Code
B1A58
LAND ROVER
B — Body
front control excitator seat relay failure
Views:
UK: 3
EN: 5
RU: 4
AI status
Completed
Completed
100%
Causes
- Faulty front control excitator seat relay (stuck, burned contacts, open coil)
- Blown fuse protecting the seat relay circuit
- Open, shorted or corroded wiring between relay, seat actuator and control module
- Poor or corroded connector or ground at relay or seat module
- Faulty body/control module (BCM) driver transistor or relay driver circuit
- Water ingress or mechanical damage to relay or seat wiring
Symptoms
- Front seat excitator/actuator does not operate (no vibration/massage/actuation)
- Intermittent seat excitator operation or only operates sometimes
- Audible clicking from relay socket or no click when commanded
- Seat stuck in one position or function unavailable
- Malfunction indicator or information message on dash and stored DTC
What to check
- Visually inspect relay, relay socket and associated fuse(s) for damage or corrosion
- Check for water ingress or physical damage in seat area and harness
- Use a scan tool to read the fault, attempt to command the seat excitator and watch live data/relay state
- Swap the relay with a known-good same-type relay (if available) to see if function is restored
- Inspect and tug-test connectors for corrosion, bent pins or poor contact
- Check ground integrity at relay and seat module ground points
Signal parameters
- Relay coil supply (battery feed): ~11–14 V (key on)

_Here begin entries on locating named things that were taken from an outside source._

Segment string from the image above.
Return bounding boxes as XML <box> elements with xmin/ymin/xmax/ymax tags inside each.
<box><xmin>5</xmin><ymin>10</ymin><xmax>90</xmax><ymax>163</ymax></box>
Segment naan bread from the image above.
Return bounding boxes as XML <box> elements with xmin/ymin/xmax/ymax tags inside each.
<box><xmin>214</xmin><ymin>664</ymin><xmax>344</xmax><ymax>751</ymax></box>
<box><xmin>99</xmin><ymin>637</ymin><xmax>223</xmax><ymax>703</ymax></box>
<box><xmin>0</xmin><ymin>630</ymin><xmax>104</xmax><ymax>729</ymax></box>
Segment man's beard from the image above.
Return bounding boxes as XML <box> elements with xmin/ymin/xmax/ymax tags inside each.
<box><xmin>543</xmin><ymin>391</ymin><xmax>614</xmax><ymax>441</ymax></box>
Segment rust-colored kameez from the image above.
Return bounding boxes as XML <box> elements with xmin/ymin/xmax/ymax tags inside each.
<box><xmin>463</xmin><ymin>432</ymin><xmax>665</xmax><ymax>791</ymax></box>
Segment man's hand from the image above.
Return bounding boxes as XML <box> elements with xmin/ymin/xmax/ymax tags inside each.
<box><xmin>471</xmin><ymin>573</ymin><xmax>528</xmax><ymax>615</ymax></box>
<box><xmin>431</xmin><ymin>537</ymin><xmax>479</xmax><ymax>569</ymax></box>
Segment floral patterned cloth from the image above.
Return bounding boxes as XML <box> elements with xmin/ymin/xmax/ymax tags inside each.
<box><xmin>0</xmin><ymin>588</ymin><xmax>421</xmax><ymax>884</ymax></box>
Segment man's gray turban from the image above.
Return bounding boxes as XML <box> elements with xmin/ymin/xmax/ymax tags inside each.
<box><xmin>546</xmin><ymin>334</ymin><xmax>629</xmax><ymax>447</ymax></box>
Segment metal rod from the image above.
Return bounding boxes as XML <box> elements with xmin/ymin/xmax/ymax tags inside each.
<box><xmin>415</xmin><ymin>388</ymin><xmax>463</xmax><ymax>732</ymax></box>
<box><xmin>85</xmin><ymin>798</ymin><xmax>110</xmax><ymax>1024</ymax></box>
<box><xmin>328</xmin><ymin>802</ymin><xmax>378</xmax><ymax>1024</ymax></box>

- Switched relay output (to seat excitator): ~11–14 V when relay energized
- Relay coil resistance (typical): ~50–200 Ω (manufacturer variation possible)
- Control side: BCM/seat module command should provide ground or switch signal to energize coil when requested
- No PWM/frequency expected for a simple on/off relay (steady DC when energized)
Diagnostic algorithm
- Record freeze frame and all related codes with a diagnostic scanner; note conditions when code set.
- Visually inspect relay, socket, fuse(s) and wiring for damage, corrosion or water ingress.
- Check the fuse(s) protecting the seat relay circuit; replace if blown and retest.
- Using the scan tool, command the seat excitator/relay ON while listening for relay click and observing live data.
- Measure battery voltage at relay feed terminal (should be ~12 V).
- With command active measure voltage at relay switched output to seat; if 12 V present at relay output but not at seat, suspect harness/connector fault.
- Measure relay coil resistance (with relay removed) and verify the BCM control side produces the expected ground/drive when commanded.
- Swap in a known-good relay of the same type to confirm relay fault if present.
- Check continuity and insulation of wiring between relay and seat excitator; repair any opens/shorts and clean corroded connectors.
- Verify and restore good grounds at relay and seat module.
- If wiring and relay check good but control signal from BCM is absent or inconsistent, test BCM driver output and consider module reprogramming or replacement per manufacturer guidance.
- Clear codes and re-test all functions; road-test or cycle power to ensure fault does not return.
Likely causes
- Relay coil open or contacts burned (relay failure)
- Blown fuse feeding the relay
- Corroded connector or poor ground at relay socket
- Open/short in harness to front seat excitator/actuator
- BCM/seat module driver output failed
Fault status
Status
Front control excitator seat relay failure — the relay or its switching circuit failed to operate or provide expected feedback. May be caused by relay, fuse, wiring/connectors, or controlling module driver fault. DTC stored when command-output mismatch or no relay activation detected.